Поэтому пусть нас не удивляет и то обстоятельство, что широко практиковавшиеся в древнем мире бесплатные раздачи, включая такие экзотические их формы, как выплата «премиальных», связанных с посещением зрелищ, в действительности не имели никакого отношения ни к человеческой морали, ни к обычному милосердию. Всё это было ничем иным, как специфической формой дивидендов.

В Афинах так называемый «теорикон», иными словами, «зрелищные деньги» ввёл ещё Перикл, они раздавались демосу для посещения театров, ипподромов и прочих мест массовых зрелищ, он же ввёл плату за участие в народном собрании, за службу в армии и так далее. Но это только на поверхности вещей подобные выплаты предстают родом популистской меры, рассчитанной, как сказали бы сегодня, на повышение личного рейтинга Перикла среди тогдашнего электората. В её основе лежала ощущаемая чем-то подкожным, если не внутриклеточным убеждённость самого демоса в собственном праве на подобные дивиденды, и эта убеждённость постепенно формировала новый его менталитет: труд, общественно значимая деятельность уже не считались добродетелью, праздность переставала быть пороком. «По свидетельству многих других авторов, Перикл приучил народ к клерухиям [Афинские колонии на территории подчинённых государств. – Е.Е.], получению денег на зрелища, получению вознаграждения; вследствие этой дурной привычки народ из скромного и работящего под влиянием тогдашних политических мероприятий стал расточительным и своевольным».[26]
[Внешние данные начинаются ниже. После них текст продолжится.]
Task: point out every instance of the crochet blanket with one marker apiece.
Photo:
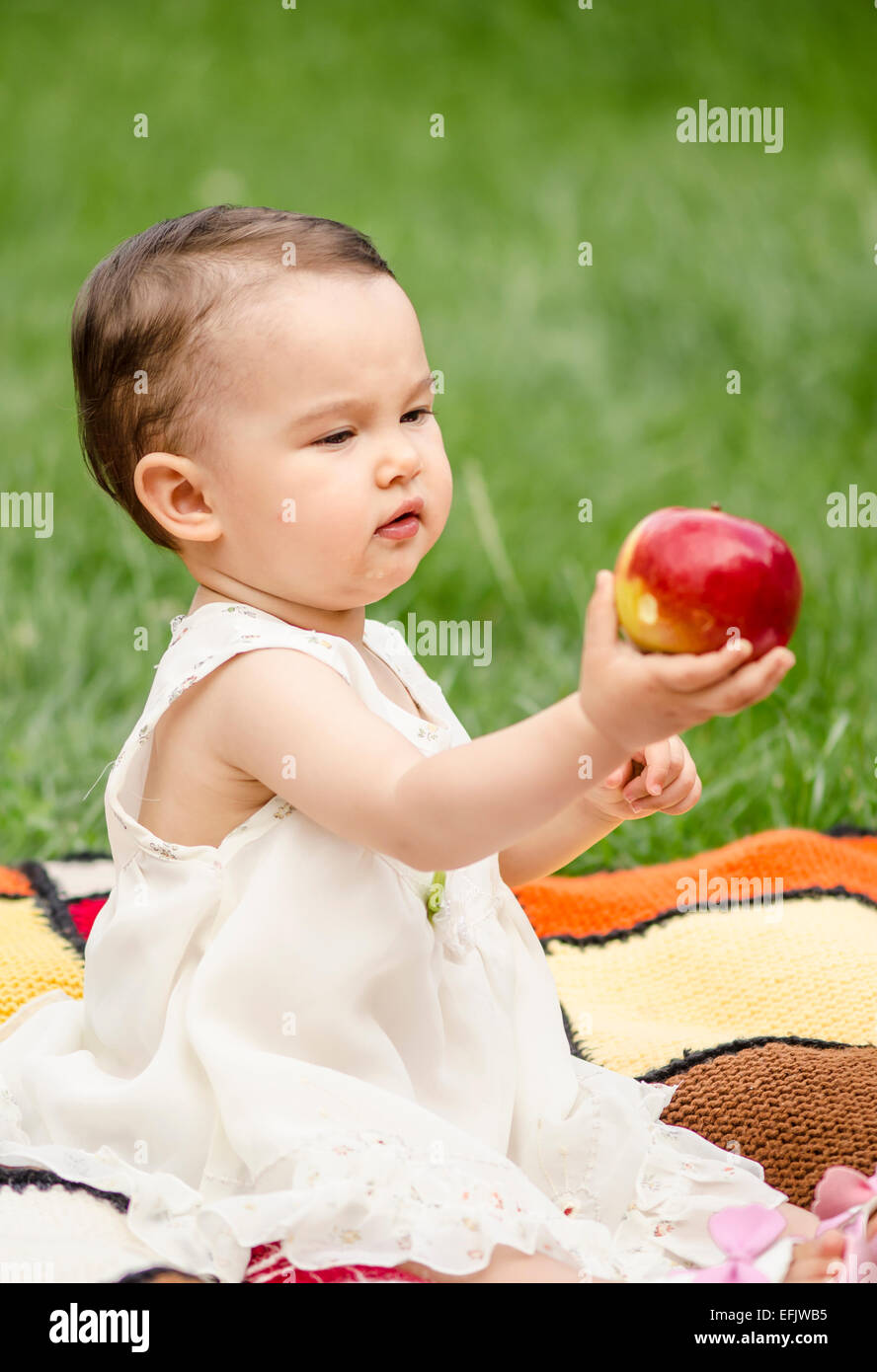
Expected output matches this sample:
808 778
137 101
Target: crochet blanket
744 975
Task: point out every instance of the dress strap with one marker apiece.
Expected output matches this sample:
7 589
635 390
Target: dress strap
200 643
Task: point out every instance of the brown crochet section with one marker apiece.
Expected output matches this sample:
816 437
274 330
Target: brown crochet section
795 1110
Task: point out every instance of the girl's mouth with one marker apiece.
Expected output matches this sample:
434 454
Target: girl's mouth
402 527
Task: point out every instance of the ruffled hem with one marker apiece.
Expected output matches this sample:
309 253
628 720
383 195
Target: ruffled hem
339 1199
682 1181
339 1196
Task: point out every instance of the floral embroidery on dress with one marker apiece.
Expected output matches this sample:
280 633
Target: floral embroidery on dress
242 609
161 848
313 637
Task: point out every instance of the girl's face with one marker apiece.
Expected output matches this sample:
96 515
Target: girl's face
326 426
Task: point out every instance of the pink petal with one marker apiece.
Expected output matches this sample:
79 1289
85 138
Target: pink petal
746 1230
841 1188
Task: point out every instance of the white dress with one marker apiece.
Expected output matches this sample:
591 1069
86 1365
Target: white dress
277 1043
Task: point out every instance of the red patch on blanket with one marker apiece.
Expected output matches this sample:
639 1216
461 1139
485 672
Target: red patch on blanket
268 1263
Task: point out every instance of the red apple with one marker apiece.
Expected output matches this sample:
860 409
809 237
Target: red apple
690 580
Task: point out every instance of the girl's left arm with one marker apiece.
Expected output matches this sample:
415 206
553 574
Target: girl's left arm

Точно так же и капризные римские плебеи видели в «хлебе и зрелищах» отнюдь не милостыню, не форму благодеяния властей, не элемент, какой-то специфической социальной политики, а то и откровенного (как сказали бы сегодня, «чёрного») пиара, но нечто, полагавшееся им по смутно сознаваемому и ими самими, и верховными властями праву. Поэтому городская чернь отнюдь не выпрашивала для себя раздачи продовольствия и гладиаторских игр, здесь не было никакого смирения – все это открыто требовалось ею, и требовалось в тем более решительной, если не сказать категорической, форме и в тем больших размерах, чем более грандиозными были успехи всепобеждающего Рима. Ни один консул не мог противостать этому требованию, – и не только в силу зависимости от своих избирателей, но прежде всего потому, что за этим требованием стояло пусть и не оформленное документально, но от того не терявшее свою фундаментальность основание.

вернуться

23

Фукидид. История.VII, 27, 5.

вернуться

24

Фукидид. История.IV, 80, 2.

вернуться

25

Платон. Государство. 578,d—e.

вернуться

26

Плутарх. Перикл.IX.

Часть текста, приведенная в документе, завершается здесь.